SAID THE MAIDEN – Here’s A Health (own label)

HealthFollowing on from last years EP, ‘Of Maids And Mariners’, Hertfordshire folk trio Jess Distill, Hannah Elizabeth and Kathy Pilkinton return with their much anticipated second album, Here’s A Health, another fine collection of traditional, self-penned and cover material that again spotlights their immaculate harmonies.

Variously playing violin, piano accordion, mandolin, flute, clarinet, whistles, electric bass and Appalachian mountain dulcimer, they’re also joined on a couple of tracks by Lukas Drinkwater and Chris Cleverley.

Following the brief a capella ‘Preamble’, an invitation to “come lift up your voices”, things get under way proper with the traditional ‘The Bird’s Courting Song’, a three-part seventeenth-century children’s nursery rhyme from the Appalachians that features Jess on flute and comes with a “towdy, owdy, di-do dum” chorus. Hannah provides the violin-driven tune for the waltzing ‘The Maid Of The Mill’, a traditional eighteenth-century ballad, supposedly about Mary Leonard, a Hertfordshire lass who spurned any number of admirers before finally marrying, the words penned by the local curate, one of the unsuccessful suitors, with Drinkwater on double bass.

The traditional seam continues to be mined with their arrangement of ‘Sweet William’s Ghost’, Jess providing the tune for this cut up lyric tale of a woman being visited by her lover’s ghost and being invited to share his grave, the vocals given a simple dulcimer backing.

Another nod to the trio’s playful nature, next up is an unaccompanied cover of Tom Paxton’s quirky children’s song, ‘Jennifer’s Rabbit’, then, again featuring Drinkwater, it’s back to the traditional meadow with another three-part harmony showcase in ‘The Bonnie Earl O’Moray’, a traditional Scottish ballad about the murder of James Stewart, the titular earl, by his arch rival, the Earl of Huntly, in 1592, supposedly because the former was accused of plotting against King James VI. Interestingly, the line about him being laid upon the green gave rise to the term Mondegreen, meaning a misheard song lyric that changes the meaning, on account of the American writer Sylvia Wright hearing it as ‘Lady Mondgreen’ and assuming it to be his lover.

The first of the original material comes with ‘Polly Can You Swim?’, co penned by Distill and Pilkington and featuring Andrew Simmons Elliott as the sailors chorus, a sprightly sea shanty rather at odds with its words about accounts of women being thrown overboard for fear of them placing curses on ships.
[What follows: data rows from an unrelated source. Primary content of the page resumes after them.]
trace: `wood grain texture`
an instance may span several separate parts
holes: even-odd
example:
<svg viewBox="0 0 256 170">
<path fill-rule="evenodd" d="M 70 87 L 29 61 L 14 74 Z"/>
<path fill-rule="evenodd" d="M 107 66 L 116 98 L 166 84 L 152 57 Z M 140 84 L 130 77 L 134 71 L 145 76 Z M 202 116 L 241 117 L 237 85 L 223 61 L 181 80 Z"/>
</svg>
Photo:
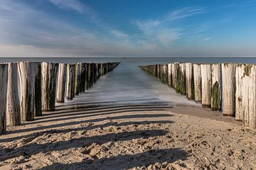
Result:
<svg viewBox="0 0 256 170">
<path fill-rule="evenodd" d="M 210 64 L 201 64 L 202 106 L 210 108 L 211 103 L 211 67 Z"/>
<path fill-rule="evenodd" d="M 212 69 L 212 95 L 210 107 L 213 110 L 221 110 L 221 66 L 213 64 Z"/>
<path fill-rule="evenodd" d="M 193 64 L 193 76 L 194 76 L 194 87 L 195 87 L 195 101 L 202 101 L 202 74 L 201 69 L 201 64 Z"/>
<path fill-rule="evenodd" d="M 67 77 L 67 64 L 60 63 L 57 83 L 57 102 L 64 103 L 65 83 Z"/>
<path fill-rule="evenodd" d="M 0 135 L 6 130 L 6 94 L 8 84 L 8 64 L 0 64 Z"/>
<path fill-rule="evenodd" d="M 21 120 L 32 121 L 35 112 L 36 64 L 31 62 L 18 62 L 21 84 Z"/>
<path fill-rule="evenodd" d="M 18 63 L 8 64 L 6 125 L 20 125 L 21 108 L 18 91 Z"/>
<path fill-rule="evenodd" d="M 221 64 L 223 77 L 223 115 L 235 116 L 235 64 Z"/>
<path fill-rule="evenodd" d="M 58 63 L 42 63 L 43 111 L 55 110 Z"/>
</svg>

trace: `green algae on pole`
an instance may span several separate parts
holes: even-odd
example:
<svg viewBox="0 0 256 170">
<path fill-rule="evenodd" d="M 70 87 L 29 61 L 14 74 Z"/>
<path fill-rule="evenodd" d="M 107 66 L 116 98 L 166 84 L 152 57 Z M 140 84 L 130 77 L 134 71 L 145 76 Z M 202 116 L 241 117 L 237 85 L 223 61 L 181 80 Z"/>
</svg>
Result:
<svg viewBox="0 0 256 170">
<path fill-rule="evenodd" d="M 220 64 L 213 64 L 212 70 L 212 94 L 211 94 L 211 109 L 213 110 L 221 110 L 221 75 Z"/>
<path fill-rule="evenodd" d="M 242 79 L 242 123 L 251 129 L 256 128 L 256 65 L 247 64 L 244 67 Z"/>
<path fill-rule="evenodd" d="M 43 111 L 55 110 L 58 63 L 42 63 Z"/>
<path fill-rule="evenodd" d="M 235 64 L 223 63 L 222 86 L 223 98 L 223 115 L 235 116 Z"/>
<path fill-rule="evenodd" d="M 18 64 L 8 64 L 6 125 L 21 125 L 21 108 L 18 91 Z"/>
<path fill-rule="evenodd" d="M 173 63 L 171 64 L 171 79 L 172 79 L 172 84 L 171 86 L 176 89 L 176 85 L 177 85 L 177 69 L 176 69 L 176 64 L 178 64 L 178 63 Z"/>
<path fill-rule="evenodd" d="M 18 62 L 18 74 L 21 85 L 21 120 L 34 120 L 35 111 L 35 63 Z"/>
<path fill-rule="evenodd" d="M 86 80 L 86 64 L 80 63 L 80 92 L 85 91 L 85 80 Z"/>
<path fill-rule="evenodd" d="M 235 65 L 235 120 L 241 121 L 243 117 L 242 108 L 242 79 L 245 75 L 246 64 L 236 64 Z"/>
<path fill-rule="evenodd" d="M 85 80 L 85 90 L 89 90 L 90 89 L 90 64 L 86 63 L 86 80 Z M 107 73 L 107 67 L 105 67 L 105 74 Z"/>
<path fill-rule="evenodd" d="M 67 77 L 67 64 L 60 63 L 57 83 L 57 103 L 64 103 L 65 83 Z"/>
<path fill-rule="evenodd" d="M 41 62 L 35 64 L 35 98 L 34 115 L 42 115 L 42 65 Z"/>
<path fill-rule="evenodd" d="M 176 92 L 186 95 L 186 64 L 185 63 L 178 63 L 176 65 L 177 76 L 176 76 Z"/>
<path fill-rule="evenodd" d="M 168 86 L 171 88 L 172 86 L 172 79 L 171 79 L 171 65 L 172 64 L 168 64 Z"/>
<path fill-rule="evenodd" d="M 202 101 L 202 74 L 201 64 L 193 64 L 194 88 L 195 88 L 195 101 Z"/>
<path fill-rule="evenodd" d="M 6 93 L 8 84 L 8 64 L 0 64 L 0 135 L 6 130 Z"/>
<path fill-rule="evenodd" d="M 67 64 L 67 93 L 66 98 L 72 101 L 75 94 L 75 64 Z"/>
<path fill-rule="evenodd" d="M 211 104 L 211 67 L 210 64 L 201 64 L 202 106 L 210 108 Z"/>
<path fill-rule="evenodd" d="M 187 62 L 186 64 L 186 96 L 188 100 L 195 99 L 195 88 L 193 81 L 193 64 Z"/>
<path fill-rule="evenodd" d="M 75 95 L 79 95 L 80 92 L 80 64 L 75 64 Z"/>
</svg>

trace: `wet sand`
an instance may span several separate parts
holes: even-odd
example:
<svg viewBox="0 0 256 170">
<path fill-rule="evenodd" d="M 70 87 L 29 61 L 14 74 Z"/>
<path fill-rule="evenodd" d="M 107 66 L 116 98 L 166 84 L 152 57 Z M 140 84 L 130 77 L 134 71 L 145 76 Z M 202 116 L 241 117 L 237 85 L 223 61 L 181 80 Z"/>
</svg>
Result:
<svg viewBox="0 0 256 170">
<path fill-rule="evenodd" d="M 256 169 L 256 130 L 122 64 L 0 137 L 0 169 Z"/>
</svg>

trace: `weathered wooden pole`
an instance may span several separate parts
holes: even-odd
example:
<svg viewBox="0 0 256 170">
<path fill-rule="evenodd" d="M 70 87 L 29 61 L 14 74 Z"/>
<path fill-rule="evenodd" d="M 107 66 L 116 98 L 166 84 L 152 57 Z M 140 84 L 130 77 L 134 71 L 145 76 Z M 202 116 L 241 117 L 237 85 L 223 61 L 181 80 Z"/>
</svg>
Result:
<svg viewBox="0 0 256 170">
<path fill-rule="evenodd" d="M 212 94 L 211 109 L 213 110 L 221 110 L 221 72 L 220 64 L 213 64 L 212 69 Z"/>
<path fill-rule="evenodd" d="M 90 89 L 90 64 L 86 63 L 86 79 L 85 79 L 85 89 L 89 90 Z M 105 67 L 105 74 L 107 74 L 107 67 Z"/>
<path fill-rule="evenodd" d="M 177 82 L 176 90 L 178 93 L 186 94 L 186 64 L 178 63 L 176 66 Z"/>
<path fill-rule="evenodd" d="M 80 91 L 80 64 L 75 64 L 75 95 L 79 95 Z"/>
<path fill-rule="evenodd" d="M 107 72 L 110 72 L 110 65 L 108 65 Z M 90 87 L 92 88 L 95 82 L 95 63 L 90 64 Z"/>
<path fill-rule="evenodd" d="M 34 116 L 42 115 L 42 65 L 41 62 L 35 64 L 35 98 Z"/>
<path fill-rule="evenodd" d="M 235 116 L 235 64 L 221 64 L 223 78 L 223 115 Z"/>
<path fill-rule="evenodd" d="M 245 76 L 245 64 L 236 64 L 235 65 L 235 120 L 242 120 L 242 79 Z"/>
<path fill-rule="evenodd" d="M 67 64 L 60 63 L 57 83 L 57 102 L 64 103 L 65 83 L 67 77 Z"/>
<path fill-rule="evenodd" d="M 172 64 L 168 64 L 168 86 L 171 88 L 172 86 L 172 79 L 171 79 L 171 68 Z M 156 67 L 153 66 L 153 74 L 155 74 L 155 68 Z"/>
<path fill-rule="evenodd" d="M 245 127 L 256 128 L 256 65 L 247 64 L 244 67 L 242 79 L 242 123 Z"/>
<path fill-rule="evenodd" d="M 58 63 L 42 63 L 43 111 L 55 110 Z"/>
<path fill-rule="evenodd" d="M 6 130 L 6 93 L 8 84 L 8 64 L 0 64 L 0 135 Z"/>
<path fill-rule="evenodd" d="M 210 108 L 211 103 L 211 67 L 210 64 L 201 64 L 202 106 Z"/>
<path fill-rule="evenodd" d="M 75 64 L 67 64 L 67 99 L 73 100 L 75 88 Z"/>
<path fill-rule="evenodd" d="M 86 65 L 85 63 L 80 63 L 80 92 L 85 91 L 85 79 L 86 79 Z"/>
<path fill-rule="evenodd" d="M 195 101 L 202 101 L 202 74 L 201 64 L 193 64 L 194 87 L 195 87 Z"/>
<path fill-rule="evenodd" d="M 186 96 L 188 100 L 195 99 L 195 88 L 193 80 L 193 64 L 187 62 L 186 64 Z"/>
<path fill-rule="evenodd" d="M 35 62 L 18 62 L 18 74 L 21 85 L 21 120 L 32 121 L 35 112 Z"/>
<path fill-rule="evenodd" d="M 177 64 L 178 64 L 178 63 L 173 63 L 171 64 L 171 79 L 172 79 L 172 87 L 176 89 L 176 85 L 177 85 Z"/>
<path fill-rule="evenodd" d="M 8 64 L 6 125 L 21 125 L 21 108 L 18 91 L 18 64 Z"/>
</svg>

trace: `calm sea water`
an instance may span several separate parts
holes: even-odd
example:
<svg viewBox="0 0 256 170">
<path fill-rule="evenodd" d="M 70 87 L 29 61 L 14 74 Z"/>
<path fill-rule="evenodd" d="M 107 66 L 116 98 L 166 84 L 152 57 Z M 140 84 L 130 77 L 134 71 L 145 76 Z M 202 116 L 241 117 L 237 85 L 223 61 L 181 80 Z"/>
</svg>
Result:
<svg viewBox="0 0 256 170">
<path fill-rule="evenodd" d="M 6 57 L 0 58 L 0 62 L 21 62 L 21 61 L 40 61 L 40 62 L 122 62 L 127 64 L 134 64 L 137 65 L 161 64 L 170 62 L 204 62 L 204 63 L 216 63 L 216 62 L 235 62 L 235 63 L 253 63 L 256 64 L 256 57 L 38 57 L 38 58 L 22 58 L 22 57 Z"/>
</svg>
Of course, testing by sink or swim was also applied to witches and, sure enough, it’s followed by Distill’s particularly grisly ‘Black Annis’ based on the Leicestershire legend of a child-eating witch told by parents to keep their kids in after dark, Jess taking lead against the harmonies and accompanied by a vocal drone.

Keeping things dark, piano accordion introduces the traditional American murder ballad, its drone complemented by dulcimer in an otherwise a capella reading of ‘In The Pines’ inspired by recordings by both Lead Belly and Nirvana before Hannah’s spare mandolin makes its appearance in the final stretch.

Spirits are suitably raised with a return to native soil and an unaccompanied version of the erotic euphemistic Norfolk reel ‘The Bird In The Bush’, otherwise known as ‘Three Maids A-Milking’, ahem, from whence comes the album title. Pilkington’s contribution to proceedings is ‘Take The Night’, a sprightly strummed acoustic and violin-coloured tale based on the legend of a Hertfordshire highwaywoman, Cleverley joining them on banjo, the album then closing with a fine unaccompanied take on Richard Farina’s ‘Quiet Joys Of Brotherhood’, learned at the request of the late Dave Swarbrick when they supported him in 2015.

Maybe it’s just the time of the year, but there’s a crispness and ambience to the album that conjures bracing winter mornings and nights around the fire, but really, this is an album for all seasons.